# Density Estimation Using Real NVP Tutorial

The basic idea behind Real NVP is to constructs a transformation/flow between latent variables and observed variables such that the transformation satisfies the following two conditions:

1. It is invertible and its Jacobian matrix's determinant is easy to compute.
2. It is flexible such that it can transform random variables of simple distributions into random variables of complex distributions.
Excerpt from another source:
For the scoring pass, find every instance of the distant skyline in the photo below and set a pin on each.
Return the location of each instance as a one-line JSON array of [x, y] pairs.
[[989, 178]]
First, we import the required modules for our functions:

In [None]:
import numpy as np
import pickle
import math
from sys import exit
import matplotlib.pyplot as plt
from sklearn import datasets
import argparse

import torch
import torch.optim as optim
import torch.nn as nn
import torch.nn.init as init
import torch.nn.functional as functional

torch.set_default_dtype(torch.float64) #use double precision numbers

The transformation used in the real NVP method is a composition of multiple affine coupling transformations. In each affine coupling transformation, a subset of the random varaibles is kept the same and an affine transformation, parameterized using the fixed random varaibles, is applied to the remaining subset of the random variables. It is staightforward to show that the affine coupling transformation satifies the above two conditions. 

In [None]:
class Affine_Coupling(nn.Module):
    def __init__(self, mask, hidden_dim):
        super(Affine_Coupling, self).__init__()
        self.input_dim = len(mask)
        self.hidden_dim = hidden_dim

        ## mask to seperate positions that do not change and positions that change.
        ## mask[i] = 1 means the ith position does not change.
        self.mask = nn.Parameter(mask, requires_grad = False)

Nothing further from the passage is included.